Me fijé primero en la mujer, una rubia delgada y lánguida que parecía a punto de quebrarse por el peso de las bolsas que llevaba. La diseccioné desde mi sitio, sin modificar mi sonrisa, pero calibrándola con cuidado. No tardé en detectarle un inicio de celulitis bajo la minifalda, que también dejaba al descubierto su piel rojiza como la de una gamba. Llevaba unas enormes gafas de sol que no alcanzaban a taparle las ojeras. Sonreí desde mi posición privilegiada, pensando que no era fácil competir conmigo, y entonces la voz del hombre a mis espaldas me sobresaltó. Al girarme, le reconocí de inmediato. Era nada más y nada menos que David Silvan, el protagonista de la telenovela “Amores revueltos”, y me estaba hablando a mí. A mí. Decía: “¿Tenéis este pantalón en un tono más claro?”
Yo le miré embobada, asintiendo con la cabeza como una tonta. David Silvan, el galán de Isabelita Juárez en “Odiar a quemarropa”, la estrella del serial “Morir de desamor”. Estaba allí, me miraba con sus ojos azul intenso, me preguntaba: “¿Sabes qué cinturón combina mejor con este polo?”. Su piel bronceada tenía el mismo tono dorado que cuando cabalgaba desnudo por la playa en la película “Pasión salvaje”, y sus dientes eran tan blancos que hacían daño al sonreír. Lo cierto es que sonreía mucho, y me sonreía a mí, a mí.
Él se metió en el probador con varios trajes y yo seguí llevándole ropa sin parar, mientras la chica rubia se paseaba por la tienda con aire irritado. Todo lo que se ponía le quedaba bien y cada vez que yo le llevaba una prenda nueva, él soltaba una carcajada. “Desde luego, eres una vendedora estupenda”, decía, y después esbozaba una sonrisa irresistible mientras sus ojos azules me recorrían de arriba abajo, como cuando miraba a su amada imposible en “Rebelde por amor”. Y yo me derretía, me derretía, sin poder disimular mi risa nerviosa, hasta que llegó un momento en que no quedaron más prendas que pudiera probarse, el calor nos sofocaba y los dos reíamos excitados por cualquier bobada. Entonces la rubia sacudió unas perchas con enfado y anunció que o salía ya, o se marchaba a casa, y él respondió “sí, cariño”, y volvimos a reír como dos tontos.

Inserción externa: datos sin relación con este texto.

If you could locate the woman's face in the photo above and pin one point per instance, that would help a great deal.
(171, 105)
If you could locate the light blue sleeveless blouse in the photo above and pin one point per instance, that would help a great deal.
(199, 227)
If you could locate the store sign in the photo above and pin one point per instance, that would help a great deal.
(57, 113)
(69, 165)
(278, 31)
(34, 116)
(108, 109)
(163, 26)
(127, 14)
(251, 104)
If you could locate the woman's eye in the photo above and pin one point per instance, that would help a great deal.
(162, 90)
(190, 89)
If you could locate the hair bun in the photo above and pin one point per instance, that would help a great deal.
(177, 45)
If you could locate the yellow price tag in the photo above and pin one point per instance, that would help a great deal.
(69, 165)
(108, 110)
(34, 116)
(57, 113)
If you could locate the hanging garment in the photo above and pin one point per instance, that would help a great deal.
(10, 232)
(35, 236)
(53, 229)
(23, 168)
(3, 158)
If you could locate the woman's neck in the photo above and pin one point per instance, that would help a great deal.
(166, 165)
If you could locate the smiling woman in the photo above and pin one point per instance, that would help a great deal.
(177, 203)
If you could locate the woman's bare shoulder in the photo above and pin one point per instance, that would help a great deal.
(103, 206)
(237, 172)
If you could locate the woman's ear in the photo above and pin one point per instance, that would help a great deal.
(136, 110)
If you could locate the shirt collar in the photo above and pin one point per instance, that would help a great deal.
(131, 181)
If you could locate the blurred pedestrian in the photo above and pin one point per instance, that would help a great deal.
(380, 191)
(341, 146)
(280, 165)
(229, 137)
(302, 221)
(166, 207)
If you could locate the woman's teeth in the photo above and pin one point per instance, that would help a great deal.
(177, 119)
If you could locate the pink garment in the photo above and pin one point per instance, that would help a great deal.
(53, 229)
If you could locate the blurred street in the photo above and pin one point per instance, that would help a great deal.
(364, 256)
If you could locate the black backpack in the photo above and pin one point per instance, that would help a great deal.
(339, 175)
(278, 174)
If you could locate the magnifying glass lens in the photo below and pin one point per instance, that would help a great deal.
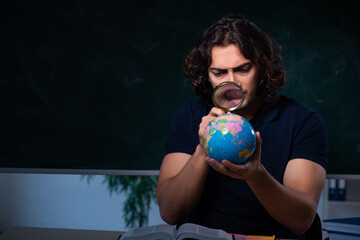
(228, 96)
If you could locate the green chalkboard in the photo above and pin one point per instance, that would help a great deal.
(92, 84)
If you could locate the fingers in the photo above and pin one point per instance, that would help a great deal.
(214, 112)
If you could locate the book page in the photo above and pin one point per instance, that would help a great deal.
(162, 231)
(190, 230)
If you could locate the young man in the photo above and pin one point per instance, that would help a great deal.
(275, 192)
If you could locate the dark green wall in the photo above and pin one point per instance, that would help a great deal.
(93, 84)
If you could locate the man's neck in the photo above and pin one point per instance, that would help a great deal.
(250, 111)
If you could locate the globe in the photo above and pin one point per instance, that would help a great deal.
(230, 137)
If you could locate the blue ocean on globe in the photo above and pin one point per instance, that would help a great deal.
(230, 137)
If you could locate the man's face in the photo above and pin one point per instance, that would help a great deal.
(229, 64)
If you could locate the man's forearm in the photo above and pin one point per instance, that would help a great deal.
(178, 195)
(291, 208)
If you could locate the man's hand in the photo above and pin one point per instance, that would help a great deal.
(240, 171)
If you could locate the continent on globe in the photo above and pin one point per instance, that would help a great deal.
(230, 137)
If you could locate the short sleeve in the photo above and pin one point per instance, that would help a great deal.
(311, 140)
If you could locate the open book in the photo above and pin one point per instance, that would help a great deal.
(185, 231)
(169, 232)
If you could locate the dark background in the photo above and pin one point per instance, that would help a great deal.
(93, 84)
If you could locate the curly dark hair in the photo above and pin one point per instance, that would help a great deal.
(255, 45)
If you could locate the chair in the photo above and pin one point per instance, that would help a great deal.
(315, 230)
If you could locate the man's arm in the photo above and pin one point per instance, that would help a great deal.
(180, 184)
(293, 203)
(182, 177)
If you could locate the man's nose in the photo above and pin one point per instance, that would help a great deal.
(231, 76)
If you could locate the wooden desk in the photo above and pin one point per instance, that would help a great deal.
(33, 233)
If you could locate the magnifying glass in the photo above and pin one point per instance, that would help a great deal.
(228, 96)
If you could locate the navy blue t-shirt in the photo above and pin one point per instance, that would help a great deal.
(288, 130)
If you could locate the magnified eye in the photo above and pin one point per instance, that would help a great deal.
(232, 94)
(228, 96)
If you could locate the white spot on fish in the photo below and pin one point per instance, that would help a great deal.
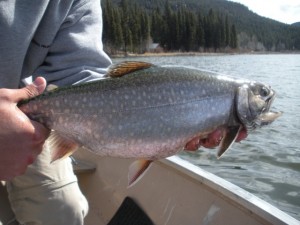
(89, 131)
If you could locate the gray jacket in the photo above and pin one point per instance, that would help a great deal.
(57, 39)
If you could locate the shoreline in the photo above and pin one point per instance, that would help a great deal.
(166, 54)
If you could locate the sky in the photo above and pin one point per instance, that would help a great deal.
(285, 11)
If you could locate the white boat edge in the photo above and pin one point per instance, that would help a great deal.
(231, 191)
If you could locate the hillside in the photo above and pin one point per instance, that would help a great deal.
(254, 32)
(296, 24)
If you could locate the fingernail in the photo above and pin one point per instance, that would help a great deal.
(40, 84)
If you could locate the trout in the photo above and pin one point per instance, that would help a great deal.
(149, 112)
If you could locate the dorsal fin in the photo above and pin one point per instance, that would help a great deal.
(126, 67)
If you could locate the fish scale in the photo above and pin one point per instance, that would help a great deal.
(144, 111)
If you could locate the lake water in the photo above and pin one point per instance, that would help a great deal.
(267, 164)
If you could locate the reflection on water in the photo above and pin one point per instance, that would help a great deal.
(268, 162)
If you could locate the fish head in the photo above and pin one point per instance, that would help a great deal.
(254, 101)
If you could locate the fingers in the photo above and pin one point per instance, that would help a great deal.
(32, 90)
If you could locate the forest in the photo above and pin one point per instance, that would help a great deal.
(131, 26)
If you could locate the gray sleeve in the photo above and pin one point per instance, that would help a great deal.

Ni siquiera esperamos a oír el portazo, él ya me había agarrado para arrastrarme dentro del probador y los dos nos apretamos en el estrecho cubículo. Nos miramos un momento, conteniendo la respiración. De cerca, sus dientes tenían un brillo irreal, y su cuerpo desprendía un fuerte aroma a whisky y colonia de marca. El corazón me latía desbocado cuando me estrechó entre sus brazos, igual que hacía con Isabelita Juárez ya no me acordaba dónde, y entonces me besó, y su lengua enorme invadió mi boca y comenzó a girar brutalmente, impidiéndome respirar, sobando mis dientes, penetrando en mi garganta, manchando mis labios de saliva. No sé cuánto tiempo duró aquello, pero cuando por fin terminó yo respiré aliviada, sin entender muy bien qué había pasado, ni dónde se habían quedado aquellos besos de película que dejaban a sus compañeras de reparto en éxtasis mientras él seguía recitando su monólogo ante la cámara.
Él comenzó a desabrochar mi blusa, pero entonces oímos de nuevo el ruido de la puerta al abrirse, y yo salí con rapidez. Llegué a tiempo para saludar al encargado antes de que éste sospechara nada, ni siquiera después de que David Silvan saliera del probador con cinco pantalones y siete camisas y anunciara que se lo llevaba todo, sí todo, aquí tiene mi tarjeta, gracias. Cuando le di el ticket, él garrapateó su firma y añadió un número de teléfono debajo. Antes de salir, me hizo un guiño y sus labios articularon en silencio: “Llámame”. Yo asentí, sonriente, y le miré mientras se alejaba por la calle.
Aquella noche compré vino y volví a ver el capítulo final de “Odiar a quemarropa”. Rebobiné la cinta varias veces y durante dos horas vi a David Silvan jurarle amor eterno a Isabelita Juárez. Mientras tanto pensé en la rubia cargada de bolsas llenas de ropa para hombre, y en sus gafas ocultando unas ojeras demasiado grandes para serlo; también pensé en David, en su olor a whisky a mediodía, en el blanco artificial de sus dientes, en su lengua violando mi boca. Arrugué el ticket con su teléfono y me serví otra copa. “Hasta siempre, David”, dije alzándola. Después, sin darme tiempo a arrepentirme, me tragué el papel con ayuda del vino.